Меня захлестнуло приступом щемящей нежности. Я тоже понизил голос.

– Это здорово, малыш. Девочка моя, хорошая моя. Я так хотел, чтоб ты осталась. Только боялся просить. И не надо меня терять. Ни сейчас, ни потом.

– Ты не сердишься?

– Что ты! Я страшно рад.

– Я тебе не буду в тягость. У меня деньги есть на гостиницу.

– Не надо никаких денег. Ты будешь жить у меня в номере. Пройдем мимо швейцара, да и все. У меня вообще идея, чтобы ты осталась до послезавтра. Послезавтра мы уезжаем. Еще два дня и две ночи. Самое прекрасное на свете – когда ты рядом с любимым. А мы рядом. Я раньше не знал тебя и был безлюдный. То есть без Люды. А если б мы сегодня расстались, я был бы обезлюдевший. Лишенный Люды.

– А сейчас ты какой?

– Сейчас я прилюдный. Сейчас мне хорошо.

Мы целовались уже без всякого стеснения.

– Можно поздравить молодых с первым выяснением отношений? – спросил Саша.

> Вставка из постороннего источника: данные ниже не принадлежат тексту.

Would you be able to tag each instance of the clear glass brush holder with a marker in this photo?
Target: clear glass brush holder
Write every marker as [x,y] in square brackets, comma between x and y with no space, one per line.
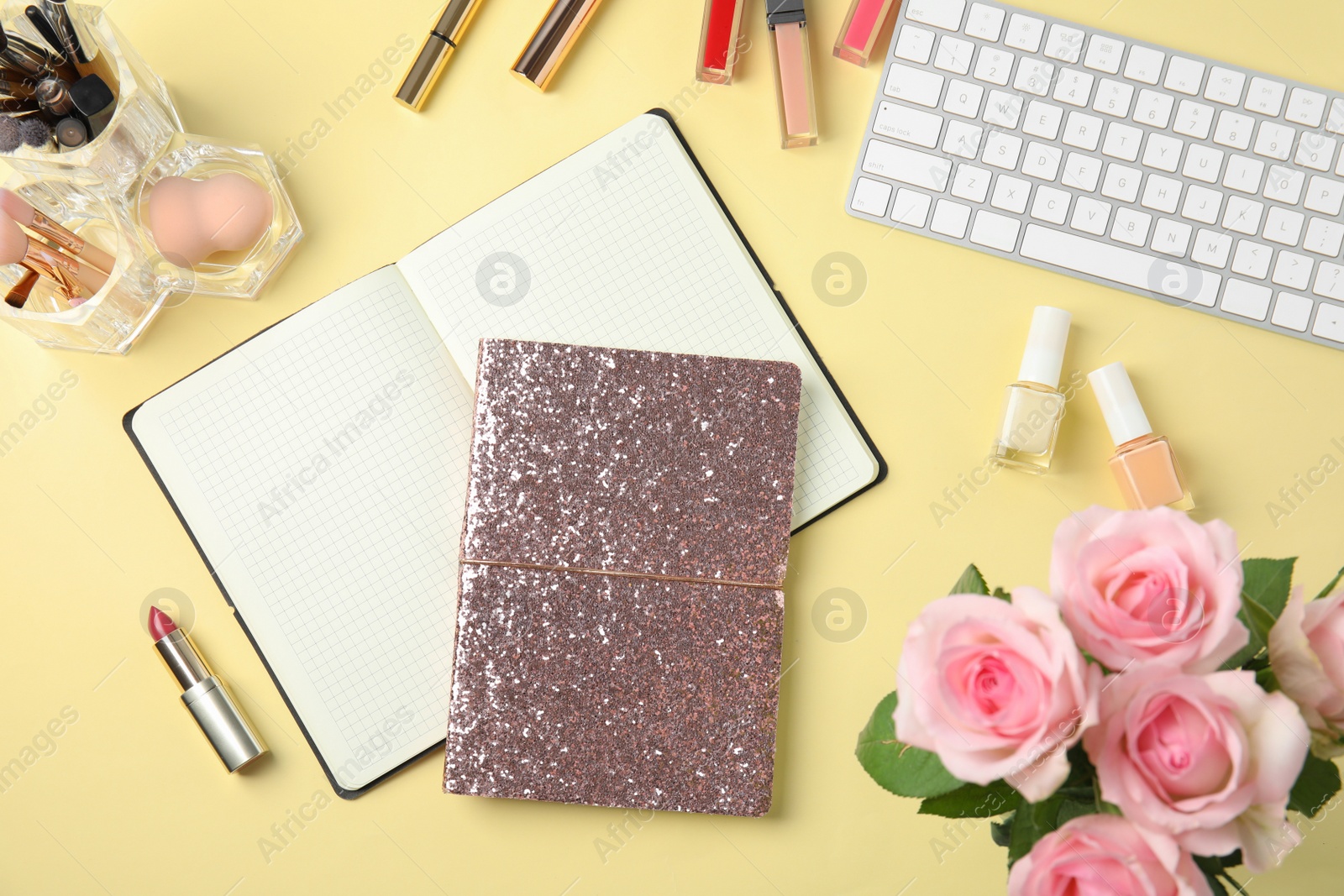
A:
[118,315]
[143,123]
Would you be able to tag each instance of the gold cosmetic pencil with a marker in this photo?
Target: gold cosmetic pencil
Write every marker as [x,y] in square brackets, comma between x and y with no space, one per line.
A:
[433,54]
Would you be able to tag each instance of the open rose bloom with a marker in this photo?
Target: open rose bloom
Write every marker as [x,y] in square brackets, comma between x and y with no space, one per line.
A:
[996,689]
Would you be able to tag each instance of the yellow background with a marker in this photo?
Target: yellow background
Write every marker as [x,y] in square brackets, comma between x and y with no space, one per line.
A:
[132,801]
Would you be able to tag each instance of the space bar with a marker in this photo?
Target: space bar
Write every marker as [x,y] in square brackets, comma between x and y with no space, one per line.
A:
[1149,273]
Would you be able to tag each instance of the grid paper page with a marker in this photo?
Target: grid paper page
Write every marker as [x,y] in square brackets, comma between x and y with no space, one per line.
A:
[327,469]
[622,244]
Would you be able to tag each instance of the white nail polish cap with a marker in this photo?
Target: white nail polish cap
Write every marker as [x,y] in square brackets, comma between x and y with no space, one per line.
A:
[1120,405]
[1046,342]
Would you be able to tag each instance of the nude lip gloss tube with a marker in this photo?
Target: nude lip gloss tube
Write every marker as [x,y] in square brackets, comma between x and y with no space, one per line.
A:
[719,40]
[788,24]
[859,33]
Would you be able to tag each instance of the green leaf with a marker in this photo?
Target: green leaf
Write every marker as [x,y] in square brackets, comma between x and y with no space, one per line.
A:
[1316,786]
[1032,822]
[974,801]
[971,582]
[904,770]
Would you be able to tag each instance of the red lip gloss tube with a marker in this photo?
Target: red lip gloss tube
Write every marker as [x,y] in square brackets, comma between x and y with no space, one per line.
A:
[719,40]
[859,31]
[205,694]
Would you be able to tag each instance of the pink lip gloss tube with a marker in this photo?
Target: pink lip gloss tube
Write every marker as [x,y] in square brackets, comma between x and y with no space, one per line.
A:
[788,24]
[859,31]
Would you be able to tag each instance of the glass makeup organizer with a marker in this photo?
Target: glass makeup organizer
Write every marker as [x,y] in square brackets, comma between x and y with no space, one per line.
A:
[101,190]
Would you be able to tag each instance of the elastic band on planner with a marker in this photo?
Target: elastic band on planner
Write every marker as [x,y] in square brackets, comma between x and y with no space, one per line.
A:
[654,577]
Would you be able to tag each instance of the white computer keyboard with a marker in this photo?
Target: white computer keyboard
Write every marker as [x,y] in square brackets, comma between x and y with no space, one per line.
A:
[1169,175]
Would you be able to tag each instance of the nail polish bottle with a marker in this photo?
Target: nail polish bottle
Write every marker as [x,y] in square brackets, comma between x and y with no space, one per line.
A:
[1144,464]
[1034,405]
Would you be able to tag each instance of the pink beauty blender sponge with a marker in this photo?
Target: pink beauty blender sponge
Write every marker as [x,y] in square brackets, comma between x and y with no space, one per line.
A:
[194,219]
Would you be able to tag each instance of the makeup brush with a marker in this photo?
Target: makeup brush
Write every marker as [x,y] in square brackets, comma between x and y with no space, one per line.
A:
[76,280]
[26,215]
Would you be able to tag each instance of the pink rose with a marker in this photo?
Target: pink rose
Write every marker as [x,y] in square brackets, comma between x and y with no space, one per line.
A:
[1207,759]
[1106,856]
[1149,584]
[996,689]
[1307,651]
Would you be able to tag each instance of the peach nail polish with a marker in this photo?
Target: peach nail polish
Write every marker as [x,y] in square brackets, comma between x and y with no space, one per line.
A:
[1144,464]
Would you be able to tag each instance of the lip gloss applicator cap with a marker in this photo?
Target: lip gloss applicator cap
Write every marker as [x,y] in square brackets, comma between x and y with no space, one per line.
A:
[1046,343]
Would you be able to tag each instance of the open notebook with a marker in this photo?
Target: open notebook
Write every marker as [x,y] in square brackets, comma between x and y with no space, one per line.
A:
[320,466]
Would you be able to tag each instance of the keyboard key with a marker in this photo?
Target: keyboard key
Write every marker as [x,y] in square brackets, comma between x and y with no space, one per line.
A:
[963,140]
[985,22]
[1171,238]
[1001,150]
[1025,33]
[1074,87]
[995,66]
[1243,174]
[1146,65]
[1202,204]
[1104,54]
[1274,141]
[1082,130]
[914,45]
[1243,215]
[940,13]
[951,219]
[954,55]
[1284,226]
[1305,107]
[1225,86]
[1211,249]
[1294,270]
[1234,129]
[1090,215]
[1163,152]
[1203,163]
[1330,322]
[1316,150]
[1003,109]
[1184,76]
[871,196]
[1042,120]
[911,207]
[1119,265]
[964,98]
[909,125]
[1330,281]
[1011,194]
[1292,312]
[971,183]
[1324,195]
[1267,97]
[1284,184]
[1042,161]
[1122,141]
[1247,300]
[1132,228]
[906,165]
[1113,98]
[1065,43]
[1194,120]
[1034,76]
[1252,259]
[914,85]
[1162,194]
[1153,109]
[1121,183]
[1052,204]
[1081,172]
[1324,238]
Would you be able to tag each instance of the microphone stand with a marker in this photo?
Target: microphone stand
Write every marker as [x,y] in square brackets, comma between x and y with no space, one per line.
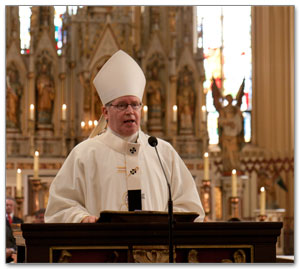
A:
[170,215]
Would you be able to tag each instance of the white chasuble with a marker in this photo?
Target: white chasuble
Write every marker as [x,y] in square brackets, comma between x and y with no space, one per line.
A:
[98,173]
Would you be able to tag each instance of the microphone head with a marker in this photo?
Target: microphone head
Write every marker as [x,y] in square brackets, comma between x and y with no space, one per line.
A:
[152,140]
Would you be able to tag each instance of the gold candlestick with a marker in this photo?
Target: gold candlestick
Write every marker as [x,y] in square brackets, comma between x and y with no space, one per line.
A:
[262,217]
[205,194]
[235,208]
[19,202]
[36,187]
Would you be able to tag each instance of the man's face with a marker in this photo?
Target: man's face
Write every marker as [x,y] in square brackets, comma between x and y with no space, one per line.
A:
[9,206]
[124,122]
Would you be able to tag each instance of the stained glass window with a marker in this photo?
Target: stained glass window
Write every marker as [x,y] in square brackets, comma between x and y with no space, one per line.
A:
[24,15]
[225,36]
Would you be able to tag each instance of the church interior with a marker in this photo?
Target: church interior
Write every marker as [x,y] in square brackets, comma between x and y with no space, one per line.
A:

– Поздравляй, – ответил я. – Мы наконец-то нашли каждый свою половинку. Назло всем проискам судьбы. Так что если у тебя есть совесть и немного денег, ты можешь отменить концерт и выставить шампанское. За нас.

Он сделал вид, что не понял тонкого намека. А концерт, между прочим, не получился. Похоже, мы с О.А. перегорели по дороге. Каждый с отвращением отбывал номер. Аплодисментов почти не было. Мы, как говорят в актерской среде, «прошли под шорох собственных ресниц». О.А. простительно, у него, в общем-то, запланированный провал, а я не спас. Эмоционально выдохся. Стоял, как утюг. И настроение у всех испортилось. Мы рано привыкли к трудовым победам.

16.

С милым рай и в Шалаше.

(Приписывают Г.Е. Зиновьеву, скрывавшемуся с В.И. Лениным на ст. Разлив)

А потом снова была ночь, волшебная и прекрасная…

17.

– Ты не хочешь, чтобы я сегодня ехала с вами? – спросила Людмила.

Я замялся. Было неловко, что она так сразу угадала мое настроение.

– Видишь ли, – осторожно сказал я, – у меня такая работа. Хорошая она, плохая или никакая – другой вопрос. Я хочу ее делать так, чтобы было не стыдно. Иногда у меня получается. Иногда нет. Вчера не получилось. Во многом из-за того, что ты сидела в зале. Я думал только о тебе и ни о чем другом. Мне очень сложно так выступать. И потом сегодня последний концерт. Самый ответственный.

Тут я, конечно, лукавил. Последний концерт редко проходит удачно. И отношение к нему, обычно, легкомысленное. Чаще всего он бывает «зеленым». То есть как бог на душу положит. Со всеми возможными накладками и посильной лептой каждого в общее игривое настроение. Сказывается близость отъезда. Спихнуть – и с плеч долой.

В Кишиневе Илья сорвал голос и последний концерт вел Мурай. Мы выходили прямо из зала. Андрей старался, чтобы нам тоже было весело. Сережу, например, он объявил так:

– Выступает такой-то… Вон он, кстати, сидит. Уже к кому-то клеится. Я думаю, он что-нибудь нам почитает. Ну что, Сережа, будем выступать или глазки строить?

Мы почему-то смеялись громче остальных…

А вот то, что я себя хуже чувствую, когда в зале сидят знакомые, – это точно. Многие выступающие, наоборот, стараются приглашать как можно больше «своих». Поддержать, помочь раскачать зрителей. Меня такая поддержка не вдохновляет. В глубине души я всегда жутко боюсь возможного провала. При ненужных свидетелях боязнь обостряется. Мне неловко идти по накатанной колее. Предлагать вчерашнее блюдо. Говорить то, что они уже слышали. При этом играть в естественность и полет фантазии. Я начинаю лихорадочно что-то менять. Комкаю свое выступление. Говорю каким-то суконным языком и пропускаю ударные репризы. А новые изобрести не так-то просто.